In a joint project, experts from the Siemens gas turbine manufacturing plant in Berlin and the Fraunhofer Institute for Laser Technology (ILT) in Aachen, Germany, have developed a laser-based technology that speeds up the manufacturing process for turbine vanes slated for the hot gas area of an engine. A modular manufacturing process has also been introduced to overcome problems that were encountered when producing delicate vane structures.
The new technology uses selective laser melting (SLM) and works similarly to a 3D printer. Special alloys are melted by laser on a powder bed, and the vane components are then built up layer by layer.

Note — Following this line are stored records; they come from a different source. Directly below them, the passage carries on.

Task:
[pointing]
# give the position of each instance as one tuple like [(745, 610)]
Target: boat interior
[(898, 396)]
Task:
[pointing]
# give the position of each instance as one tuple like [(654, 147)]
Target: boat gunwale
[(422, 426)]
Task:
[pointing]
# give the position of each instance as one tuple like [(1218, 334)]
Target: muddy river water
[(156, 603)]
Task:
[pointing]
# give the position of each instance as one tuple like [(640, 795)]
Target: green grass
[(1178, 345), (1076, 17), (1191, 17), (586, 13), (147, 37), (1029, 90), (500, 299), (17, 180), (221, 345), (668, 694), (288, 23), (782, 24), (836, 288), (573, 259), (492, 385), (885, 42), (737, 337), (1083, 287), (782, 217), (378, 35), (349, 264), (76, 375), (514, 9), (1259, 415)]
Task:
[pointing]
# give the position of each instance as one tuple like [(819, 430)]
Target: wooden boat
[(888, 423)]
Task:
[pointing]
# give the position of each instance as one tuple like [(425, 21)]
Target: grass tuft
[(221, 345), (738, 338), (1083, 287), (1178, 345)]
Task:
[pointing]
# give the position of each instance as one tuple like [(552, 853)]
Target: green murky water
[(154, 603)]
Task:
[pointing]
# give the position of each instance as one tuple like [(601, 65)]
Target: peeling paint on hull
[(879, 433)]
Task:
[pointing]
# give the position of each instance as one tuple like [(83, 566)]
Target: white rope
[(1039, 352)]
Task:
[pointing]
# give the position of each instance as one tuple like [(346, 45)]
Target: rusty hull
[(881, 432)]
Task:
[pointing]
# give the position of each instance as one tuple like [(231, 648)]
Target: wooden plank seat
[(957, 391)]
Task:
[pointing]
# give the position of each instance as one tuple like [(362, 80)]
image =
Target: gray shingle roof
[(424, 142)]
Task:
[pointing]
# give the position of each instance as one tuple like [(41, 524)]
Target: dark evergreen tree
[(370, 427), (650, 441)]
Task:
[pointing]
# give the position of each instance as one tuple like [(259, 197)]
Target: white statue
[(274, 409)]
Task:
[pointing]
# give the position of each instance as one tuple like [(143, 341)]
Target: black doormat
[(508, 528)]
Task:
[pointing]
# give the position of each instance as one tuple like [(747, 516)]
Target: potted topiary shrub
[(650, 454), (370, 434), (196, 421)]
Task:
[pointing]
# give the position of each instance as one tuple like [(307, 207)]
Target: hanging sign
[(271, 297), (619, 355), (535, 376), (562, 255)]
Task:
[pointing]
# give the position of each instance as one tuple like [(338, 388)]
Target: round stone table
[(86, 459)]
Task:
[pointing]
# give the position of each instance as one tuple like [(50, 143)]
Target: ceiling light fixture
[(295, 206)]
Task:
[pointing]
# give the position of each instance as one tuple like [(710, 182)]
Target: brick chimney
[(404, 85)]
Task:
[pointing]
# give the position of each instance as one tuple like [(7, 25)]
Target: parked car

The Clean Energy Center commissioned by Siemens last year plays a major role in developing and refining gas turbines as a facility for conducting realistic tests on various turbine components with liquid or gaseous fuels. During the tests, individual turbine parts are exposed to temperatures of 1,500 degrees Celsius or more. Such components are usually manufactured from superalloys in a precision casting process, in which each iterative loop may last several months and incur significant costs.
Guide vanes consist of two massive platforms and an airfoil which has a delicate cooling structure that has presented a major manufacturing challenge in the past. Despite using SLM technology, the production of the cooling structure still required additional internal supports.
A modified process chain has solved the problem: both the airfoil and the two massive platforms that turbine vanes consist of are manufactured separately and then subsequently brazed together. This makes it possible to not only eliminate the supports in the blade, but also to improve the surface quality. The result is a fully functional component that can be used in hot path rig testing in order to deliver quick feedback to the design engineers.
This modular production of turbine blades offers significant potential for other components as well. It would make it possible to connect cast and SLM-made parts, leaving just the complex or variable parts to be produced using SLM. At the same time, it would also facilitate the production of parts with difficult geometries that are currently too large for the SLM process.